This is the fourth part of a series of blogs suggesting ideas for topics addressed in environmental policy statements.
Industry associations serving the needs of journalists, illustrators, designers, authors, publishers, printers and so on are largely passive when it comes to improving environmental impacts. In the previous blogs we’ve considered the three Rs: Reduce, Reuse, Recycle, emissions controls and management and waste handling. But how about materials usage and considering what’s required to produce a given print product and its recycling?
In the newspaper business, which uses newsprint, this is an easy consideration because most newsprint is made from recycled papers. Paper and board recycling should be a no-brainer for any industry association’s mission statement. Another material to consider would be the printing plates, for instance used aluminium or flexo plates. Aluminium plates are a ready source of income for printing companies across the industry, since they can be sold for recycling.
But recycling the photopolymer used to make flexo plates used in newspaper printing, packaging and other applications is a little trickier, but that doesn’t mean that it’s impossible.
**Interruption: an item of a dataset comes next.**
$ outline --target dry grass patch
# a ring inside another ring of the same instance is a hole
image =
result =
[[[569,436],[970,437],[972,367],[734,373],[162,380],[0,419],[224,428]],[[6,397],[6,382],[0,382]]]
Some manufacturers, such as Flint Group and DuPont offer a recycling service, but you have to pay for it and the waste is generally incinerated rather than being reprocessed into something useful. Far better is to find ways of reusing the material, for instance as chippings to cover horse arenas and playing fields, or as a building material. The trick is to find and work with organisations that can use the used flexo plates without reprocessing them back into their component materials or burning them. This is another opportunity for industry associations to make recommendations or set up partnerships with companies who can build suitable recycling supply chains.
The English have a saying that “where there’s muck there’s brass”, meaning that waste (the muck) is a source of revenue (the brass). Printing plates are already earning their users and manufacturers money through recycling. Innovation and entrepreneurialism can take ideas for reusing plate materials in other ways, to use them in other viable new businesses, based on improving environmental impact and profit. Invention starts with little, tiny things, so maybe printing and publishing industry policy statements will help create small germs of opportunity. Industry associations are ideally placed to kick start new ideas for reducing environmental impact through improved waste handling, from paper to plates. But it takes awareness of the problem before ways of solving it can be worked out.